Saber celebrar un triunfo —en cualquier área del quehacer humano— es un arte. Un ars celebrandus —podríamos llamarlo, por analogía con el ars vivendi o el ars amandi —.
Antier, a eso de las 9:30 de la noche, fui a echar un vistazo en la rotonda de la Hispanidad. En primer lugar, es incómodo, peligroso, atravesado, obstructivo, de todo punto de vista inadecuado usar un espacio de tan vertiginosa circulación para las celebraciones masivas.
¿Por qué no ir a un parque, a una plaza, a algún ámbito abierto y seguro?
Por otra parte, quedé patidifuso al ver a varios jóvenes sentados en la baranda de la autopista de circunvalación, unos seis metros sobre la fuente —que en realidad no es una fuente, sino una vulgar y chata tina de baño, tan sin gracia como todos nuestros monumentos urbanos—.
Gente sentada al borde del abismo, sí. Otros a horcajadas sobre la balaustrada. ¿Estarían conscientes del peligro de su precario equilibrio? No lo creo. Probablemente deliraban en un trance alterado de la conciencia —alcohol o drogas—. Algo aun más espeluznante: madres asomadas por la baranda, con medio cuerpo en el vacío, ¡y niños recién nacidos en sus brazos! Cuestión de un parpadeo, y la caída los mataría a ambos. Desde la ventana del carro en que viajaba traté de alertarlos, y por toda respuesta fui honrado con una bien escogida, granada selección de palabrotas.

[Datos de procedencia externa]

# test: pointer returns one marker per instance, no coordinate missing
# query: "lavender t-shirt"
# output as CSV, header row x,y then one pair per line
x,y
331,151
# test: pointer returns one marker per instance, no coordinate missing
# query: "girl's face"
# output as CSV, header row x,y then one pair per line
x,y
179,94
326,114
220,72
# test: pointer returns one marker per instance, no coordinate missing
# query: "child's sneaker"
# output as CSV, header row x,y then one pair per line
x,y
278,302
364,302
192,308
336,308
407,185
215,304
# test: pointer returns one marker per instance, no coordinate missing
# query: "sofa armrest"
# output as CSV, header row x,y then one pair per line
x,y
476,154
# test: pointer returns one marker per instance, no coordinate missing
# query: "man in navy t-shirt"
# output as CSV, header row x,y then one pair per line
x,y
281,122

Más tarde inspeccioné la rotonda… Era un basurero abyecto, ofensivo: desechos, botellas, plásticos, cartones por todas partes, y un tufo a orines que taladraba la nariz hasta las más recónditas profundidades del cerebro. Un paisaje de devastación, algo digno de los huracanes que han asolado nuestra región en meses recientes. Amigos: alguien que tira basura a la calle es más, mucho más que un maleducado o un desconsiderado: es una persona espiritualmente enferma.
Que esta victoria deportiva no convierta al país en una cantina de 51 mil kilómetros cuadrados, con 5 millones de borrachos y drogadictos que ruedan por las calles y ponen en peligro sus vidas y las de la gente que se cruza en su camino. Que nuestro festejo no sea una gestión de la locura y la autodestrucción, una misión suicida disfrazada de felicidad.
No invitemos a la muerte a nuestra celebración. Declarémosla non grata .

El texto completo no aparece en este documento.